Боковой способен снести с полосы (тут нет проблемы, поле ровное) и может опрокинуть набок, к тому же он усложняет «касание», потому что при посадке касание это самый, как говорит Фёдор, — цимес, ведь если ударить весом даже нашей лёгкой машины о грунт одним колесом, то оно может и отвалиться. И тогда риски при посадке заиграют новыми красками.
Фёдор, который посоветовался разве что с собственным развесистым матом, сажал машину, принимая ветер в лоб, во фронт, благо поле во всех направлениях ровное и сравнительное чистое.
В какие-то моменты я придерживал руль и слегка помогал, но основная моя работа была — не паниковать и не мешать.
Касание вышло неожиданно мягким и плавным, словно ветер и природа в последний момент решили сжалиться, а может рука у Фёдора ловкая, да лёгкая.
Теперь мы мчали по полю и, хотя ветер ещё несколько раз порывался вырвать штурвал из рук, Фёдор только длинно и без повторений ругался, до меня долетали только весёло-азартные выражения вроде — «куда, мля!».

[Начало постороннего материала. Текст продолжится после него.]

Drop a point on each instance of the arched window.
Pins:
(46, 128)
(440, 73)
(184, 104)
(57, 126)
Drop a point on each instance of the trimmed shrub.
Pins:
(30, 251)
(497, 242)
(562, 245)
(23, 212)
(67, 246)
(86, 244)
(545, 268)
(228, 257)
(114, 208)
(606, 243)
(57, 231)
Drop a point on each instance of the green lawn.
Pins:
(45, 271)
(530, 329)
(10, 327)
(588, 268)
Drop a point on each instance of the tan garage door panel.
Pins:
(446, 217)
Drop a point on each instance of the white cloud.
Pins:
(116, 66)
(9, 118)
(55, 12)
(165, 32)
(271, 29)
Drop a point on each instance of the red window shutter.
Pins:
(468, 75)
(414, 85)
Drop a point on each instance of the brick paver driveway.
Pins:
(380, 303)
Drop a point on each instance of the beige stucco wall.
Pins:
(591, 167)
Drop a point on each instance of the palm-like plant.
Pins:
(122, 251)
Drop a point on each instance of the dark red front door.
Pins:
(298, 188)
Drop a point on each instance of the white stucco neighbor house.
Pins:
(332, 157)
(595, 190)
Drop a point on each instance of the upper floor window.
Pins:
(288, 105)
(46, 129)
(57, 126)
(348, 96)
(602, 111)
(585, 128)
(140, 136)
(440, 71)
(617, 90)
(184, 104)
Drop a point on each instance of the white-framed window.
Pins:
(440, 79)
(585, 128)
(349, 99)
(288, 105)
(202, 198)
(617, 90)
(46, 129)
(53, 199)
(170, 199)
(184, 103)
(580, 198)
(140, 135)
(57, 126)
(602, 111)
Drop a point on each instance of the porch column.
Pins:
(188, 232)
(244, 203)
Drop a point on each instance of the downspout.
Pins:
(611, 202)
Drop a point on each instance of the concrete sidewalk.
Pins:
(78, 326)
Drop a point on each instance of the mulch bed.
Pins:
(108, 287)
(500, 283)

Скорость быстро снижалась, и мы благополучно стали на самой середине поля.
Мой первый пилот привстал с кресла, примерно, как атакующий кавалерист на седле, высматривающий врага.
Фёдор не дал двигателю и винтам совсем остановиться и чуть прибавляя тяги, потащил по земле (самолёт тоже умеет ездить) к дальнему краю к какой-то странной постройке, имеющей самый неприспособленный для жизни вид.
Это был громадный, сбитый из досок, покосившийся сарай без ворот, внутри которого свободно гулял ветер.
— Не ссать, пехота! — выдохнул Фёдор, ни к кому, впрочем, конкретно не обращаясь и погасил двигатель, после чего винты спустя некоторое количество поворотов послушно встали, провозглашая собой тишину степного вечера.
К нам от домика на смирной лошадке, явно никуда не торопясь, ехал местный, надо думать, это хозяин того дома, стоящего на краю поля.
— А почему лицом к ветру? — спросил я первого пилота, когда мы оба вылезли и встали, опёршись о крыло.
Я ожидал услышать что-то вроде что «машину надо чувствовать сердцем» или нечто такое же, хотя и понимал, что его лётный опыт был сравнительно невелик.
— Так поэтичнее, — возвышенно выдал Фёдор и закурил, стащив с себя шапку пилота, дав свободу длинным волосам.
Выдохнул. Любая успешная посадка, это хорошо.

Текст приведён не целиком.